秩父連山晴れの日に咲く牡丹かな 野田冷峰
秩父連山晴れの日に咲く牡丹かな 野田冷峰
『この一句』
誰にでも「自分の好きなタイプの句」があるはずで、私にとっては掲句がその一例と言えるだろう。同じような句を何度も選んでしまうので「どこかで見たような気がするなぁ」と思うこともあるが、好きな句なら何度出てきてもいい。作者が類句を知らずに作ることもあるはずだし、それに気づいて句に工夫を加えているなら、それでもいいのではないだろうか。
晴れた日に東京の西部地域から西の方を眺めると、富士山の右手に秩父の山々が連なっている。

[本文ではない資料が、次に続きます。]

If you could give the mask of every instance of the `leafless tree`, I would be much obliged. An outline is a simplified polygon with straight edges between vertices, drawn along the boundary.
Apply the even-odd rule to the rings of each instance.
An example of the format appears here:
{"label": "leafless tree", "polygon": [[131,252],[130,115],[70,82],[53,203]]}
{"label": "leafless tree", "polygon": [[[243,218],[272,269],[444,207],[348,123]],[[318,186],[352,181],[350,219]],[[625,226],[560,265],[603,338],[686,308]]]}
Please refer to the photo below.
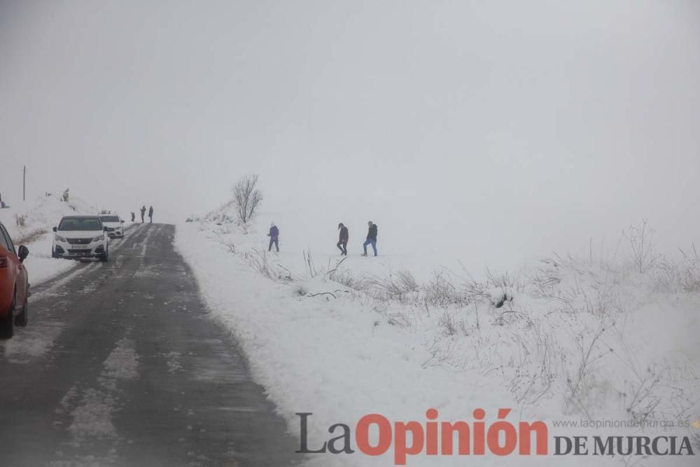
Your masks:
{"label": "leafless tree", "polygon": [[253,218],[262,204],[262,192],[255,188],[257,185],[257,175],[246,175],[233,187],[238,219],[244,224]]}

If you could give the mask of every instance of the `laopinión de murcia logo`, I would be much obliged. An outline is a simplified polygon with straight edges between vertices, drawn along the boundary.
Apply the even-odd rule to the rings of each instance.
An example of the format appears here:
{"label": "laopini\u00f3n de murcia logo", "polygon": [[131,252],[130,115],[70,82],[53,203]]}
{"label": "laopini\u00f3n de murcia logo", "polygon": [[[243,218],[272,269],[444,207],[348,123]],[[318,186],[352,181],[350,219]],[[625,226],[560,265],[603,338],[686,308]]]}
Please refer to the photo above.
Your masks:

掲句はそんな大パノラマを眺めながらの作なのだろう。そして作者は、晴れ渡ったその日を選んだかのように「牡丹が開いた」と詠んだ。秩父連山を詠んだ句は無数にあるはずだが、この句は牡丹を配して独特の世界を描きだした。私はためらわずにこの句を選んでいる。
作者が判明した時、私は「なるほど」と頷いた。彼は西武池袋線沿線の住民なのだ。都心から西に向かう下りのJR中央線、西武新宿線、西武池袋線、東武東上線、これらの電鉄の進行方向左側の窓から富士や秩父の山々を望むことが出来る。晴れの日の夕方は窓の向こうの山々を眺めている人をよく見かける。私はそれらの人々を、同志のように思ってしまうのである。